Logboot based solution

Another solution comes up in my head is a try to use something like logboot:

{
"columns_order": ["id1"],
"columns_allocation": {
  "1": { 
       order: "id1", // that is column "visual" order. BTW could it be a "Pointer"?
        ...some props
   },
...

So now if two clients are reffering same column, lets say "100", they are fighting for the same key in the map, so automerge will keep 1 key instead of multiple (am I right?). Now if client wishes to add new column, after 1st, he could does that by generating a key "1.<client_uuid>" and that would allocate a brand new column other clients could reffer only after receive its history.

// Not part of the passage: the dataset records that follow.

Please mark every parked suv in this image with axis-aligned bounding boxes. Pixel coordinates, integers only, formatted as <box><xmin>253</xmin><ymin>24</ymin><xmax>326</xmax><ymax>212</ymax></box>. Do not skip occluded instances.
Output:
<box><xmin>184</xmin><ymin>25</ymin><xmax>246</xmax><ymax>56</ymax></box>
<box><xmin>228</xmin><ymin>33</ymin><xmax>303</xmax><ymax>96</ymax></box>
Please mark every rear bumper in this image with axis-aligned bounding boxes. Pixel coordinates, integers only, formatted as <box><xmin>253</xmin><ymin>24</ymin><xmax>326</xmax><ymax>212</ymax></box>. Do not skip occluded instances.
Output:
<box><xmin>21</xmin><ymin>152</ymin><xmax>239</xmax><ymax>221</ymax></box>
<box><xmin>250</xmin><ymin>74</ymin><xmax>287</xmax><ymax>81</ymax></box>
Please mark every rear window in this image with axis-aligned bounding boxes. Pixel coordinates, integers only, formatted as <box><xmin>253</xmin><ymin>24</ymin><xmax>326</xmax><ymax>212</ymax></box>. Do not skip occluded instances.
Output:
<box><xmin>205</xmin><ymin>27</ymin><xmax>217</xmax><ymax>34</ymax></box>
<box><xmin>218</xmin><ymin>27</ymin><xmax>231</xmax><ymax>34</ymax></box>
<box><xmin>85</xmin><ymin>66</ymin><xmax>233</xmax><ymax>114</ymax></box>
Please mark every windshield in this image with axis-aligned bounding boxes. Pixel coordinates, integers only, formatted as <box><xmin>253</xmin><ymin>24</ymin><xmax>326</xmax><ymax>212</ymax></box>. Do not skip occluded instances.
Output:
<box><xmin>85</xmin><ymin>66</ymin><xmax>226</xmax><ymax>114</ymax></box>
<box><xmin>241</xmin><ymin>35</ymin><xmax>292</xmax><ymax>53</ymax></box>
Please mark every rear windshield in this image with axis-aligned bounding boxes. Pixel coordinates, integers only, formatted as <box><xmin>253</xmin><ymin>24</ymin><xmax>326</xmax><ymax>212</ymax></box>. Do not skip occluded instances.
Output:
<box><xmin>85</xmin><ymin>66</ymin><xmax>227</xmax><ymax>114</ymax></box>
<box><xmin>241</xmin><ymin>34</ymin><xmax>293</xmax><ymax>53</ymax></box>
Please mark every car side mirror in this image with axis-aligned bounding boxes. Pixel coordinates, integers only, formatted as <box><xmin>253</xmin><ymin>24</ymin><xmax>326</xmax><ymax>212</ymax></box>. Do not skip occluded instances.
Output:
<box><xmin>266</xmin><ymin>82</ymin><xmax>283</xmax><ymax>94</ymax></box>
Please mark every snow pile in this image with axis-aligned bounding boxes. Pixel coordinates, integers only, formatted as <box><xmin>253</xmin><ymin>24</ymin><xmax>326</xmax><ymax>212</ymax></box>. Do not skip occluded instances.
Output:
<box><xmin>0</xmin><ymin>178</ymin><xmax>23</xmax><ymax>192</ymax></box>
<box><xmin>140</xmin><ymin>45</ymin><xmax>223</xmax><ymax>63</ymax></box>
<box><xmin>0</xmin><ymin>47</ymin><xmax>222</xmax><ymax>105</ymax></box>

Profit. After any column a new one could be inserted, also I have 2^64(32?) "predefined" columns any client could reffer. The price for that is long-long keys and additional UUID per map entry (am I right about how Map does things inside?)

Block-Wise RGA

Constantly growing keys like in logboot looks a bit akward for me. Also it won't get nice compression in a column-based storage. So another solution I came up with was a BlockWise RGA based:

{// inital
"columns" [hole<size = Inf, ID=UUID:clock:0>] // infinite "hole", just a placeholder for indecies

{// client1: reffers predefined column 10
"columns" [hole<size = 9, ID=UUID:clock:0>, column<ID=UUID:clock:10>, hole<size=Inf, ID=UUID:clock:11>]

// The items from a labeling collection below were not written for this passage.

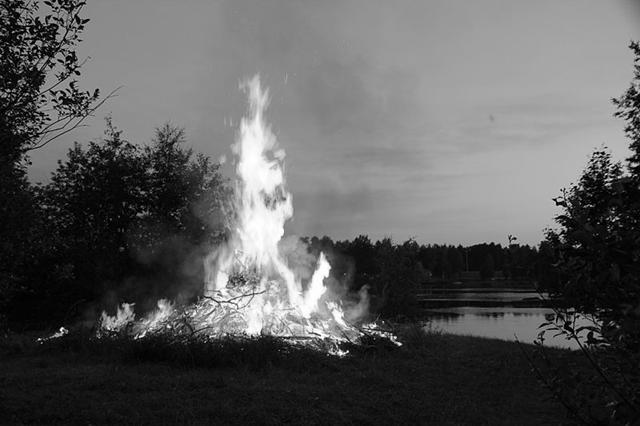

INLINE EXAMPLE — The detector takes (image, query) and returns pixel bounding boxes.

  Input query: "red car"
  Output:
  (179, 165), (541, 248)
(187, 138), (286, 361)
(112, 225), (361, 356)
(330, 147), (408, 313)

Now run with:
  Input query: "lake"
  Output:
(425, 289), (578, 349)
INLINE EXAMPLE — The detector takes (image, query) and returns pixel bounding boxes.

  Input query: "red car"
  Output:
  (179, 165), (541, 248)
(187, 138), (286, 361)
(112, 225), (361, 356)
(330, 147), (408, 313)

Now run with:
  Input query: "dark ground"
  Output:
(0, 334), (567, 425)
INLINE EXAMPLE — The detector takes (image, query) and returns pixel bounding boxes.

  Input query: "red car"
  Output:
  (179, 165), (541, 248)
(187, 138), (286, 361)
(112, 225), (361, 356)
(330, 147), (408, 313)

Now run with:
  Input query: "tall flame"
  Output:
(101, 76), (370, 340)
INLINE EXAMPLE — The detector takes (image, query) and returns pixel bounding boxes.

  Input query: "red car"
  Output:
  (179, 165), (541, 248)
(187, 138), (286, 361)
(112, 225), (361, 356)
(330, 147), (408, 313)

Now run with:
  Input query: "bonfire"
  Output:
(97, 76), (397, 353)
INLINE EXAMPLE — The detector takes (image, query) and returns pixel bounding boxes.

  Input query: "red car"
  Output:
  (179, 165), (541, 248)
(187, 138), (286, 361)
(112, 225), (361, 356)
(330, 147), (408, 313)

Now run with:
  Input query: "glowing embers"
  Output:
(98, 76), (396, 354)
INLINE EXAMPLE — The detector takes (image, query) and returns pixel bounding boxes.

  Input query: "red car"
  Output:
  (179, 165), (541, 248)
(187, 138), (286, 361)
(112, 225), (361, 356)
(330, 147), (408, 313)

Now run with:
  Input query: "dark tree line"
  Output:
(305, 235), (550, 318)
(4, 120), (228, 328)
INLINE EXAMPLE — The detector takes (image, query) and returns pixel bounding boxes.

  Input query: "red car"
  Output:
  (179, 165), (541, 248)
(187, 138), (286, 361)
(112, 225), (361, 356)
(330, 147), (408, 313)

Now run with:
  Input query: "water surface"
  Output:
(427, 307), (578, 349)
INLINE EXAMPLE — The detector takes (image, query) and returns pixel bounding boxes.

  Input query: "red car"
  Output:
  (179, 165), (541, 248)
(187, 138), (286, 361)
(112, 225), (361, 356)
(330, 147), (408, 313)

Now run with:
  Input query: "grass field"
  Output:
(0, 333), (567, 425)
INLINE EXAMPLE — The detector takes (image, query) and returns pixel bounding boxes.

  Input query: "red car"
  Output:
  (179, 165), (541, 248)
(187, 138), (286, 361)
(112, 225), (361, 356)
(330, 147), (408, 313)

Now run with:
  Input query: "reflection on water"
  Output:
(428, 307), (578, 349)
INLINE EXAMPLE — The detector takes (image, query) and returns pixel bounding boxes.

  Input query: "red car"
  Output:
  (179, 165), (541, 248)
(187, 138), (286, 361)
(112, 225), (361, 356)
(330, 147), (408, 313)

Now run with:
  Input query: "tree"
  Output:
(0, 0), (109, 324)
(541, 42), (640, 424)
(480, 253), (495, 280)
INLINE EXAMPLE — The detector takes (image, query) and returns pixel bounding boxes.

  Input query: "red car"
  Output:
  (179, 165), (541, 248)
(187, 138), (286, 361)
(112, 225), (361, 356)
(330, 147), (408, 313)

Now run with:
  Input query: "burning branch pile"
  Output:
(98, 76), (397, 353)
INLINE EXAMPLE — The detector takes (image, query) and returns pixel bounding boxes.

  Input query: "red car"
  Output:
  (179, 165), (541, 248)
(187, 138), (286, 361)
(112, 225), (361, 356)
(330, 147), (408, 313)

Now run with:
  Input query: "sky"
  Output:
(30, 0), (640, 245)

{// client2: reffers predefined column 10
"columns" [hole<size = 9, ID=UUID:clock:0>, column<ID=UUID:clock:10>, hole<size=Inf, ID=UUID:clock:11>]

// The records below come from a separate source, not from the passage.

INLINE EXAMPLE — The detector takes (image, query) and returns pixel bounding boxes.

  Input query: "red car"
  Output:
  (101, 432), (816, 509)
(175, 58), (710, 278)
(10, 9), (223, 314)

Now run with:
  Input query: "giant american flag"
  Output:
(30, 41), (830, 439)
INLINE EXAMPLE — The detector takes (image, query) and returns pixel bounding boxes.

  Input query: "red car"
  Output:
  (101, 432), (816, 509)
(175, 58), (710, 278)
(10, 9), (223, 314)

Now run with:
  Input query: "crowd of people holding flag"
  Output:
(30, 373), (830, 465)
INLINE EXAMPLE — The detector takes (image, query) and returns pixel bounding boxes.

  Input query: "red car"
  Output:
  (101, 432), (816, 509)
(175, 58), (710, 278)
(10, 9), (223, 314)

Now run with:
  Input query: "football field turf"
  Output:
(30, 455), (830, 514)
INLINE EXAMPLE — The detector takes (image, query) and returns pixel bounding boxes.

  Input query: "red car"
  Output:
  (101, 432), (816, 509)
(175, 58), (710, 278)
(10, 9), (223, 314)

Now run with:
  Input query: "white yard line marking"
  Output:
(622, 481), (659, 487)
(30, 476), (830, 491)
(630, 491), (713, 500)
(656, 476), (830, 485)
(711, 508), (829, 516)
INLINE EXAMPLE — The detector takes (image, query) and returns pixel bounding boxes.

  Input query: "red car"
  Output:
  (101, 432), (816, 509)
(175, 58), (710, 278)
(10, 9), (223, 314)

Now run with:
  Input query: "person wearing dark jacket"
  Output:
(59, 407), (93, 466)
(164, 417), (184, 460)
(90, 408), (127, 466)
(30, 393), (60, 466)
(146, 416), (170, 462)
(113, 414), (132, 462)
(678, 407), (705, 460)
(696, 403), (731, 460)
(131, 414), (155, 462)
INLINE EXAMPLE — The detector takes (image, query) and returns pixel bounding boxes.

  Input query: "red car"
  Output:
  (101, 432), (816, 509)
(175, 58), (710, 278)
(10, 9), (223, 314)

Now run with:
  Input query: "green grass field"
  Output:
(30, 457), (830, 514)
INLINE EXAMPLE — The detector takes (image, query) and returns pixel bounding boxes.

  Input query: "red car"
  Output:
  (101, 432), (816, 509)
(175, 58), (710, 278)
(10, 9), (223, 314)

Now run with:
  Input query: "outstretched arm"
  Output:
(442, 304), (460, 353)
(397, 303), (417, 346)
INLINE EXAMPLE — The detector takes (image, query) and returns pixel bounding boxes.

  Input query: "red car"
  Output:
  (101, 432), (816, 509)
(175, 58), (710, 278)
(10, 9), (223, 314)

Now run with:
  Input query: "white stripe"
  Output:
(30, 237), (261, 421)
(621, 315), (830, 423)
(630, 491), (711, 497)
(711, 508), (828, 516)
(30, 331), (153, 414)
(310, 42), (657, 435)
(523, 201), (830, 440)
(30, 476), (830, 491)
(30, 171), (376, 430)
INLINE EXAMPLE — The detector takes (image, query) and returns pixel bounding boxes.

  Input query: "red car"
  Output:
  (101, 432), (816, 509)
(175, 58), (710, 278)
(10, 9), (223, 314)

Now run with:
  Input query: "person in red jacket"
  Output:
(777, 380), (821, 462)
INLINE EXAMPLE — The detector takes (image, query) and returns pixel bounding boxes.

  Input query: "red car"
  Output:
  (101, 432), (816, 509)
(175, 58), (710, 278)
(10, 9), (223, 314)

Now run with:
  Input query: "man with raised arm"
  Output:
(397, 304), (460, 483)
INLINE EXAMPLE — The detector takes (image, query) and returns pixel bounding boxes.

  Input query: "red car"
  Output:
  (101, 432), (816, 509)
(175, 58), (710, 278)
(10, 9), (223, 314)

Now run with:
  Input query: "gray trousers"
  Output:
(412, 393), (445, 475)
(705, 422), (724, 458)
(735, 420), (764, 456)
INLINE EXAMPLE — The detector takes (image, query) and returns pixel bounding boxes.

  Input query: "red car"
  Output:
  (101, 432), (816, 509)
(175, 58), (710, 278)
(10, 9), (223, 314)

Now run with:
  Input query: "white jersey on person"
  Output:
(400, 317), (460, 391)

{// client3: reffers predefined column 100
"columns" [hole<size = 99, ID=UUID:clock:0>, column<ID=UUID:clock:100>, hole<size=Inf, ID=UUID:clock:101>]

{// client4: adds brand new column after 40
"columns" [hole<size = 40, ID=UUID:clock:0>, column<ID=ClientUUID:ClientClock:0>, hole<size=Inf, ID=UUID:clock:40>]

Merge that 4 histories following BlockRGA algorithm results model that convergence and also keeps both intentions:

  • predefined columns reffered by concurrent clients has the same ID, so content will be recursively merged by Automerge
  • new columns are unique

It seems to be an elegant solution for this problem. Also Automerge could benefits from it by:

  • More compact text representation as metadata payed only for a block of text (I guess it is not actual since column-based storage)
  • Arrays with fixed indexing (it feels more or less like JavaScript holes - is there anyone except me who needs a such thing???)
  • Fun? :)

All benefits are quite dubious but maybe Automerge would be interested in a such functionality? If yes I would appreciate some help to understand what is the best way to add BlockWiseRGA CRDT into Automerge codebase. If no then any better suggestions then Logboot are warmly welcome. If no more options then, I guess, Logboot-style solution is the best I could found :(

xphoenix avatar May 25 '21 21:05 xphoenix

@xphoenix Sorry for the delayed reply. I'm afraid I don't have any better ideas here either. My sense is that very large sparse matrices are a rather specialised datatype that is not required by many applications, so I think you would be better off implementing this outside of Automerge.

Spreadsheets are also sparse matrices, but they generally put their contents in columns starting with A and in rows starting with 1, so for spreadsheets it's feasible to explicitly create list elements for the first n columns and the first m rows, such that these rows and columns contain all the nonempty cells. I would argue that spreadsheet apps therefore don't need the complicated constructions you are proposing.